Не выдержав нетерпения, инокиня бросилась вон из кареты – и оказалась в объятиях невысокого юноши, чья одежда была так и залита драгоценными каменьями.
– Матушка! – вскричал он, задыхаясь. – Родненькая моя матушка!
Марфа смотрела на него, но ничего не видела от нахлынувших слез. Вцепилась в его руки, уткнулась в жесткое от множества драгоценностей ожерелье, не чувствуя, как камни царапают лицо. Дала волю слезам, которые копились все эти четырнадцать мучительных лет.

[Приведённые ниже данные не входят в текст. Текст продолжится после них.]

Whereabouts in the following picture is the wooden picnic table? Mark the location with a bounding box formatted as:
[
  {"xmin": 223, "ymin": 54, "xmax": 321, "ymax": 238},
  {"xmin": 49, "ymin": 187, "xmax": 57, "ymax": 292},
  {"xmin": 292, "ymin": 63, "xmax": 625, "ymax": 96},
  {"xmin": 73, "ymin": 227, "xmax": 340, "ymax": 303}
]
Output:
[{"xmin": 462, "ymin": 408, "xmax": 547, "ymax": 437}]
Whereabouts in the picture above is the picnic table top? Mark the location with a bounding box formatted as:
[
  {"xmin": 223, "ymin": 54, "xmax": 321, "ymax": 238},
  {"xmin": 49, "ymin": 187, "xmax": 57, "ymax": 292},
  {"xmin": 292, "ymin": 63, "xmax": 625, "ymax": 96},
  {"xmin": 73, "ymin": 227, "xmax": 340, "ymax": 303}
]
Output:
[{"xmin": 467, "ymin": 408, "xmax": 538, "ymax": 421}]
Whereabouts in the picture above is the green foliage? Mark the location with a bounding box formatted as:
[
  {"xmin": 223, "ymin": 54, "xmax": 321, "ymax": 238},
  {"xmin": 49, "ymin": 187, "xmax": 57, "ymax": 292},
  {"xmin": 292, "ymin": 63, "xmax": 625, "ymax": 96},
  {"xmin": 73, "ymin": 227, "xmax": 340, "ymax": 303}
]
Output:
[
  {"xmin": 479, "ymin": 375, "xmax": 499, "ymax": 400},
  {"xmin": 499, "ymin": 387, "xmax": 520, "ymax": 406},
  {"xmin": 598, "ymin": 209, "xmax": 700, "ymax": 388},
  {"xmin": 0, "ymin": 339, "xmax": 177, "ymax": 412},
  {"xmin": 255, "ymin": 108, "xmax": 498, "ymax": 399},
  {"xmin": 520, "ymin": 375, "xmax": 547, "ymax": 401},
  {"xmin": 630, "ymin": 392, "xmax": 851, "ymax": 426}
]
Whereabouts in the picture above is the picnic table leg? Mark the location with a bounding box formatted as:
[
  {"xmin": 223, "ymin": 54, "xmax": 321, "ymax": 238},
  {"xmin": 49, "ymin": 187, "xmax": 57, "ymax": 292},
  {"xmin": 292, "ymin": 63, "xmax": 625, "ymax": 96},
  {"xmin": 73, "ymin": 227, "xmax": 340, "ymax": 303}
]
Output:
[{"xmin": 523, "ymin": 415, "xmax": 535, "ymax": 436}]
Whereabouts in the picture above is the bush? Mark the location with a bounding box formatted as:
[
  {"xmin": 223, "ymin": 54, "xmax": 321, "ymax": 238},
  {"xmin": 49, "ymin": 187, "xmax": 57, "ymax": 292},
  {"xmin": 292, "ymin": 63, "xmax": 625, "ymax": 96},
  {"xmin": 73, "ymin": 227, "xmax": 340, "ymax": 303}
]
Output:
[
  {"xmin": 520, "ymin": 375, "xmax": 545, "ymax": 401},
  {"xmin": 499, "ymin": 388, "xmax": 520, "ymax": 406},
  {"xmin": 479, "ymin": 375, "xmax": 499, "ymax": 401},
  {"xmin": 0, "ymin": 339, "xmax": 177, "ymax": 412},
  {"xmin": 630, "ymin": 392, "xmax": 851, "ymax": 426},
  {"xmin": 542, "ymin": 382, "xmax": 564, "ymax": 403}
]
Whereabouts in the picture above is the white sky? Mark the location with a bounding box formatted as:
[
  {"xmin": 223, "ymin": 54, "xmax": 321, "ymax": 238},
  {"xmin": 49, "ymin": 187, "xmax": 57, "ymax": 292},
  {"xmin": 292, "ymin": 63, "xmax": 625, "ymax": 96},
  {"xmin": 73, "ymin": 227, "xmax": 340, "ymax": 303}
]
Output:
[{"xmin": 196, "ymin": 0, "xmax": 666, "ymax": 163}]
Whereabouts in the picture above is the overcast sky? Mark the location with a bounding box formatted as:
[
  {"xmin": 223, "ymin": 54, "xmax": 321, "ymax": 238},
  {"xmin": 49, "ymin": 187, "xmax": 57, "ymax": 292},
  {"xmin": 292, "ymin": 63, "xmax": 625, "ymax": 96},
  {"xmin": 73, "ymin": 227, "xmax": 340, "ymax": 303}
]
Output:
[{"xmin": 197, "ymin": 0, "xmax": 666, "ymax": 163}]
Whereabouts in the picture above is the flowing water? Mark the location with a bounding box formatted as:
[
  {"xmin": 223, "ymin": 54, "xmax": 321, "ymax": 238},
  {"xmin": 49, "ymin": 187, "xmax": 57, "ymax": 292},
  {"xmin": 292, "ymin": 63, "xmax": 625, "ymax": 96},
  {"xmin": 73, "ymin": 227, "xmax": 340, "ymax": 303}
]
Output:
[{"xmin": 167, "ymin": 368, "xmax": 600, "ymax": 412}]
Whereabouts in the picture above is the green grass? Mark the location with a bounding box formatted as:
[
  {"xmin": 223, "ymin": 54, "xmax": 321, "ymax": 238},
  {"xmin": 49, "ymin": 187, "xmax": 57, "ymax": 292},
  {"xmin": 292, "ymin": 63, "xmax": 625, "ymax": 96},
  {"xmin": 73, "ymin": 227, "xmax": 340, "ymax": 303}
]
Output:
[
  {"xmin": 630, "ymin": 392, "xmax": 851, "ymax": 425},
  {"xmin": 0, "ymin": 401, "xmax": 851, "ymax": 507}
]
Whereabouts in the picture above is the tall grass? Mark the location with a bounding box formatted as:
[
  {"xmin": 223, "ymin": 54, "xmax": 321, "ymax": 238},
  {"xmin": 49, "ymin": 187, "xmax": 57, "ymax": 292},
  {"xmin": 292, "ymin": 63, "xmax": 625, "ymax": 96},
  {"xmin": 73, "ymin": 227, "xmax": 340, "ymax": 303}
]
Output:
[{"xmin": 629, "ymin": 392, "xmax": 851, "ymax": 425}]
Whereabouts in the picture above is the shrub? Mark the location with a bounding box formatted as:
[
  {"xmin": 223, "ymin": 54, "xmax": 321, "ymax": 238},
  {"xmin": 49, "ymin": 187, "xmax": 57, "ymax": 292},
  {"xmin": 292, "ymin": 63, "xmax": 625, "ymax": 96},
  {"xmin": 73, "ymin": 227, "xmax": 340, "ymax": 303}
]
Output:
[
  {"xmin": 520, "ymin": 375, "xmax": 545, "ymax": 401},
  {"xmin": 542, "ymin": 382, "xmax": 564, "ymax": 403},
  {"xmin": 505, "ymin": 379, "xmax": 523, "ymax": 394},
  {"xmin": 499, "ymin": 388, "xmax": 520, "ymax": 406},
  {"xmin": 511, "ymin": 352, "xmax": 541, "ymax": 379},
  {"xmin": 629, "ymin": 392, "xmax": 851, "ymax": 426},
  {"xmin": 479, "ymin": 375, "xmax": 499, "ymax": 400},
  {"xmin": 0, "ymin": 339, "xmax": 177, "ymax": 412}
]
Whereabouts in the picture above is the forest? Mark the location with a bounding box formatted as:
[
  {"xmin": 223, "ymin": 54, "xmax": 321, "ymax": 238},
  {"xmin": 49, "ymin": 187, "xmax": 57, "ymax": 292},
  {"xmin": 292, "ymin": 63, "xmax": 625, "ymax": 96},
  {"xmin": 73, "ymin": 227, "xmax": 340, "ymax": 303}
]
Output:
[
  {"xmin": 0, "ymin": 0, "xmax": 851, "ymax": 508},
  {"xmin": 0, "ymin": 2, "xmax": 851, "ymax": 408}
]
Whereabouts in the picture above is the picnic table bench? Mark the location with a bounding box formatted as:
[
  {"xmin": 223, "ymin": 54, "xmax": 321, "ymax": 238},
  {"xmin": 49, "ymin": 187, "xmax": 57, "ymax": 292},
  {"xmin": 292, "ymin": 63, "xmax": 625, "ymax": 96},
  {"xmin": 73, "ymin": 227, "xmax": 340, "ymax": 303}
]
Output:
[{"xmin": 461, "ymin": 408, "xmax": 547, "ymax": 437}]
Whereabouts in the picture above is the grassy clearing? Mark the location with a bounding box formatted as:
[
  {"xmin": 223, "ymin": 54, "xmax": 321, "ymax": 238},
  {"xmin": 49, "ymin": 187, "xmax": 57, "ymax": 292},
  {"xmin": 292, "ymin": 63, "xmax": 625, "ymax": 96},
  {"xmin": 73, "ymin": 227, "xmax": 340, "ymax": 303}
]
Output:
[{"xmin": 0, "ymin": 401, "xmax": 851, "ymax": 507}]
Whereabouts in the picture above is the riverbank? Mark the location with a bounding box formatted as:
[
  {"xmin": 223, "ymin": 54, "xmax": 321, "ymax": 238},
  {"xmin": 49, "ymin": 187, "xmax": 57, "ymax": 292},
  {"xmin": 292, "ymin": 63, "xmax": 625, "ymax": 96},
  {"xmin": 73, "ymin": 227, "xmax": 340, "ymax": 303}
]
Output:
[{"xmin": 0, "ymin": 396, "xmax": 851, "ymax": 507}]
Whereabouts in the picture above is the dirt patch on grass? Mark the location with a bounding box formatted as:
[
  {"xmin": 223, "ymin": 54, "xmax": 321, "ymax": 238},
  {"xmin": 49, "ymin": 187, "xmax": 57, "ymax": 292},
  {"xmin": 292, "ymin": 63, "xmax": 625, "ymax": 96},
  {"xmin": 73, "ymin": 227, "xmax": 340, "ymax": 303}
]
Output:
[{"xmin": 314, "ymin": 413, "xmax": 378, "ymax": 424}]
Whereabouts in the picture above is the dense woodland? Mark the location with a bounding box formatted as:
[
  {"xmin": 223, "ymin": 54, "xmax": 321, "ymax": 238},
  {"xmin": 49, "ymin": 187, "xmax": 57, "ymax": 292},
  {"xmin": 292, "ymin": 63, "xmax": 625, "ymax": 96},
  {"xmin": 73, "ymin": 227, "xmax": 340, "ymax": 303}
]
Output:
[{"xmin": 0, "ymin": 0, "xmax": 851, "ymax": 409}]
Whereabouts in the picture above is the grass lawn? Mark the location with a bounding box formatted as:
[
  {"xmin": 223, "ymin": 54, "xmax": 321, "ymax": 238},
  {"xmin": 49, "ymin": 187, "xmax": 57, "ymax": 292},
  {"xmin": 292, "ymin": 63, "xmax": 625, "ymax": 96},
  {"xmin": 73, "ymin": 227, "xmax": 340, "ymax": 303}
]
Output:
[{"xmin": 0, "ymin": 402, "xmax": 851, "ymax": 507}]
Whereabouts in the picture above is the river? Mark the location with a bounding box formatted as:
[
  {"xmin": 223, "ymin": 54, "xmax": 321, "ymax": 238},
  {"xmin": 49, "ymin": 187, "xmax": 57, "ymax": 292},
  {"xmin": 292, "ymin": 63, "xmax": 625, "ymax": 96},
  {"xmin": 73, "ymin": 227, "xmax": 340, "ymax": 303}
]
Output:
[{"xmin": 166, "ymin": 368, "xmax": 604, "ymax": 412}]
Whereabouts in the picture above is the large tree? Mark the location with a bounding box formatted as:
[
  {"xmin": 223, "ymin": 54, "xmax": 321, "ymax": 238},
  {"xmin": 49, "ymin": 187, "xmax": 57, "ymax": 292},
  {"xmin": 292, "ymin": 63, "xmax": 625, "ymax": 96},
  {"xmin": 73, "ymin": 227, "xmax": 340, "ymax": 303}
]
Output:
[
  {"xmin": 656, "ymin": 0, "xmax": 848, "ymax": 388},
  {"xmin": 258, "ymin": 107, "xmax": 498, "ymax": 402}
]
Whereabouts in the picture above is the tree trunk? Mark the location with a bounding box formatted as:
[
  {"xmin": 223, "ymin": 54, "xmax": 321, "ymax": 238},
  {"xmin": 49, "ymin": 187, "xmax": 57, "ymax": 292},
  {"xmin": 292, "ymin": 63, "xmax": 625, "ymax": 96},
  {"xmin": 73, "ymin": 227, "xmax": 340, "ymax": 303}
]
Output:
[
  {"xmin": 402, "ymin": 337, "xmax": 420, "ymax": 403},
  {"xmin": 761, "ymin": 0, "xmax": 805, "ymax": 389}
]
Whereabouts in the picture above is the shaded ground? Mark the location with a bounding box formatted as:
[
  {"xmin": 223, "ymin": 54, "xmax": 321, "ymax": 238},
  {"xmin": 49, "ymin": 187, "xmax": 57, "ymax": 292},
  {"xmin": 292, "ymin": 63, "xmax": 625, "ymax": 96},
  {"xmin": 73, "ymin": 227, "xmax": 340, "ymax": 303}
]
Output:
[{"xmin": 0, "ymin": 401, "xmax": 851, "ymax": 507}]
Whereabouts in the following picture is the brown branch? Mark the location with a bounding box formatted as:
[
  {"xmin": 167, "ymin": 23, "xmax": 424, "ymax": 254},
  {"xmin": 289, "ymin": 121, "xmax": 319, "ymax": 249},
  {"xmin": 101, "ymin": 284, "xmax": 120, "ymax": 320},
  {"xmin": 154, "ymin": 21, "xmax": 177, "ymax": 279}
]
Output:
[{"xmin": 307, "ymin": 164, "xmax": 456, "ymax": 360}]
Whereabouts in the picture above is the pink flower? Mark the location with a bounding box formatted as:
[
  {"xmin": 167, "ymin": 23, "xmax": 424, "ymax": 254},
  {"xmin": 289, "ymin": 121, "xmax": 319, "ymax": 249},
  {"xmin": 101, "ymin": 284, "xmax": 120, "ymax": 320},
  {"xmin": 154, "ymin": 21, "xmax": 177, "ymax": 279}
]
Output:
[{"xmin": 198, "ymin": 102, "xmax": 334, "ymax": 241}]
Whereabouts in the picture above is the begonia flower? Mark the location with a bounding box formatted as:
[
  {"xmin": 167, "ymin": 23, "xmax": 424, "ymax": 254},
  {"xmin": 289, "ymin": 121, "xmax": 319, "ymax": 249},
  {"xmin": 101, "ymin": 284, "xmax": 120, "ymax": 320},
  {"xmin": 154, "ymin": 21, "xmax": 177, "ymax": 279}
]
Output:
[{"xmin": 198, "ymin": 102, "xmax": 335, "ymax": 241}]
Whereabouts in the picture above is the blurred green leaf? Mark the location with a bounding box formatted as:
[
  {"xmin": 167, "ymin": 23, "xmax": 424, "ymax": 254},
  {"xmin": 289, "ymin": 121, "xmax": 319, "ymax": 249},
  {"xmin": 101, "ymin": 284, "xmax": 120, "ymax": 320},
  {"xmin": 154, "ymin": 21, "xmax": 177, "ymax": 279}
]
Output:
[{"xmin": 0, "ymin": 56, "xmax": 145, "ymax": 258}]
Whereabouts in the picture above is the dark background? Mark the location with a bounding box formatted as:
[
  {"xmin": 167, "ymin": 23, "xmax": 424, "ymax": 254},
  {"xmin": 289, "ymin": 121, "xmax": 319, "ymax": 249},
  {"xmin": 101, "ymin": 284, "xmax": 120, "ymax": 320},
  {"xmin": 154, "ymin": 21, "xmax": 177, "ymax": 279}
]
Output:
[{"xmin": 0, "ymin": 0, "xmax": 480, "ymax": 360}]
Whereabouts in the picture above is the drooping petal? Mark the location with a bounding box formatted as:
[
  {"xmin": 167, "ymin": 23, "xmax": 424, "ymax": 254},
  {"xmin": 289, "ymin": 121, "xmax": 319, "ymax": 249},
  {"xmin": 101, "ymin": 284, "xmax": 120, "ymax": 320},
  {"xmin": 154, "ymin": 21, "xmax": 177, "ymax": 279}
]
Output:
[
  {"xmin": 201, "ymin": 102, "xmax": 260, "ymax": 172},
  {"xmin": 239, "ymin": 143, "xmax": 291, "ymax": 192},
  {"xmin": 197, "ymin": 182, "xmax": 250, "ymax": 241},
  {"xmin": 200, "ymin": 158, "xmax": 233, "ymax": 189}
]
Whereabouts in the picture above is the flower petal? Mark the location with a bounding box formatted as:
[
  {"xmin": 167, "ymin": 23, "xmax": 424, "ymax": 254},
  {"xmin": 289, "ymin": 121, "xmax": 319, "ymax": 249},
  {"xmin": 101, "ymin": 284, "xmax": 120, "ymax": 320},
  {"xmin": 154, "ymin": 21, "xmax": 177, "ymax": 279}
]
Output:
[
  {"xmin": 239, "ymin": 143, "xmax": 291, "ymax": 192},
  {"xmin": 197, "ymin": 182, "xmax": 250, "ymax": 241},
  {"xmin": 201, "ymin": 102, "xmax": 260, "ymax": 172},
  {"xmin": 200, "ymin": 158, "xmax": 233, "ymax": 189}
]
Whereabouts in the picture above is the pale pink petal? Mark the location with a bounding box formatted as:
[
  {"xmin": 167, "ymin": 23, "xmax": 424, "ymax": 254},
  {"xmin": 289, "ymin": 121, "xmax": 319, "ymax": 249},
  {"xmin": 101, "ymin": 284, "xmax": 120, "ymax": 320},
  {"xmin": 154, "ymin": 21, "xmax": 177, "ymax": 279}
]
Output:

Вдыхала незнакомый запах, казавшийся ей родным…
– Она его признала! Мать признала сына! Он, это истинно он! Будь здрав, Богом хранимый государь! – неслись со всех сторон умильные крики.
Марфа кое-как разлепила склеенные слезами ресницы, разомкнула стиснутые рыданием губы:
– Митенька, ох, душа моя, радость… Ты, это ты, дитя ненаглядное! О Господи!..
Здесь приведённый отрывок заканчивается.